A Way Out Director Praises How Well EA Treats Indie Developers
To many gamers, Electronic Arts and its business practices plague the industry. The publisher, who in the past has championed season passes, online passes, and loot boxes, is walking back some of its more contentious practices. However, doubt and uncertainty never strays far in conversations where EA shares the spotlight. Being voted America’s worst company more than once does that to a business. At the outset, EA seemingly values profit ahead of quality. Star Wars Battlefront II’s loot box and microtransaction-ridden launch evidences as much. Still, there’s a side of the publisher that seldom earns the attention granted to controversy–indie game development.
According to A Way Out director, Josef Fares, EA treats his Hazelight studio far better than anyone could guess. On his end, at least, he and his company receive nothing short of incredible support. Fares expresses his feelings on the matter during an interview with VG24/7.
“I would love to release some internal emails,” Fares says. “I think people would be jaw-dropping surprised if they saw the internal emails–at least the way I’m being treated by EA. Super good support.
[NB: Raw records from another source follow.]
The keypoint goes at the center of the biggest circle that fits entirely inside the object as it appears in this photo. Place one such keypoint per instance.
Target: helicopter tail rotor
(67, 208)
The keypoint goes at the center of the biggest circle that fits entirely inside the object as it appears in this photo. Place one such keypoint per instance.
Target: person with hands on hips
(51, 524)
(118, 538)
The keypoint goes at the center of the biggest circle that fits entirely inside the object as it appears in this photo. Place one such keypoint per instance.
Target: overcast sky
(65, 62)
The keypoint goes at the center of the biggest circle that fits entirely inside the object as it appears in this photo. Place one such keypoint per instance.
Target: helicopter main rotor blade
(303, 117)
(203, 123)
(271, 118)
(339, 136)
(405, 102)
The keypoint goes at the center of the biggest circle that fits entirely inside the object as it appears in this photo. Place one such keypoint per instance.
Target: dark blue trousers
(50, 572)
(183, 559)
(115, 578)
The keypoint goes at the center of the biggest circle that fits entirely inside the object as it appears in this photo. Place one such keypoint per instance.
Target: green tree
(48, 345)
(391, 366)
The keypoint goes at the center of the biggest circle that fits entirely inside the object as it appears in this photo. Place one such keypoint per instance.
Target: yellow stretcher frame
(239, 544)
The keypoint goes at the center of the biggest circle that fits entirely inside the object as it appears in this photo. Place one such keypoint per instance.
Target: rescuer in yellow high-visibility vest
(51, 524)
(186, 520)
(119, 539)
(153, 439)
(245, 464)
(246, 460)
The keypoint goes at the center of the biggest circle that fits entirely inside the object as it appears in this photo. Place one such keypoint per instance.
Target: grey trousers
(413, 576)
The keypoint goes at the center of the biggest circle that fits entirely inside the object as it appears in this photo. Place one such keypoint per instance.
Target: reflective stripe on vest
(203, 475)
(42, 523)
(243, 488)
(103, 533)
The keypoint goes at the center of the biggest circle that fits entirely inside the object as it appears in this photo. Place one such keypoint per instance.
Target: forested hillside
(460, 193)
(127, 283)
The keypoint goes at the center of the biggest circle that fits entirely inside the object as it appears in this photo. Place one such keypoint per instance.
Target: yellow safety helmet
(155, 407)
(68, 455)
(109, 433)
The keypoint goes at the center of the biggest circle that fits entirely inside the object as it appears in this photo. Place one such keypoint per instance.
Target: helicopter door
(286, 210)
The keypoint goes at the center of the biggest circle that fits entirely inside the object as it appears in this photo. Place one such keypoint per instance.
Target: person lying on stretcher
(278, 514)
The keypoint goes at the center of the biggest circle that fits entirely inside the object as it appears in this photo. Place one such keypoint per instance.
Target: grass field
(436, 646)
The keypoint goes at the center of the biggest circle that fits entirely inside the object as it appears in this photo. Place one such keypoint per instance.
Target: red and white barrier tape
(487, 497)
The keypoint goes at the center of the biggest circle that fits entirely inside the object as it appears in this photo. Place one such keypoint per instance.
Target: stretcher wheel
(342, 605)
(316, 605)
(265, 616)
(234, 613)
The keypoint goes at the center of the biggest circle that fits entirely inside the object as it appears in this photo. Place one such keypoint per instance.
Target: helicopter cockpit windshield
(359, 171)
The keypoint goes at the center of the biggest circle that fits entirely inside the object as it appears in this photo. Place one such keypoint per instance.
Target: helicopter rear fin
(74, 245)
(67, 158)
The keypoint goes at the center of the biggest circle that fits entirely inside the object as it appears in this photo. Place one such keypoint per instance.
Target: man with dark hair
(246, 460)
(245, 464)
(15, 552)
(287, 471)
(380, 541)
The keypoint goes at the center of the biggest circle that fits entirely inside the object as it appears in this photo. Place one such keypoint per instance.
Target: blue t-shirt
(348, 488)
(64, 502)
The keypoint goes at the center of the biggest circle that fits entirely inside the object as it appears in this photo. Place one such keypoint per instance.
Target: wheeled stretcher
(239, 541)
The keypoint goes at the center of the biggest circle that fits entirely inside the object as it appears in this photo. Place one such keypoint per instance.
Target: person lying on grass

“I know nobody believes this. I say this all the time, every publisher fucks up at some point–Microsoft, Nintendo, I don’t care who. And here’s the thing, when you’re in the industry people jump around all the time. It’s all bullshit. The only thing we should care about is good games.
“It’s also important to react when there’s something to react to. I do think that lootboxes, you should be like, ‘What the fuck is this?’ There should be a reaction. As long as we can focus creatively on what we’re doing, it’s super good.”
EA’s dealings with indie developers is an aspect of its business that deserves more acclaim. In 2016, when announcing plans for EA Originals, the publisher set out a plan that ensures indie teams receive 100% of the profits from their work. Therefore, while EA helps fund independent projects, it never sees a dime in return–not even for A Way Out’s one million copies sold.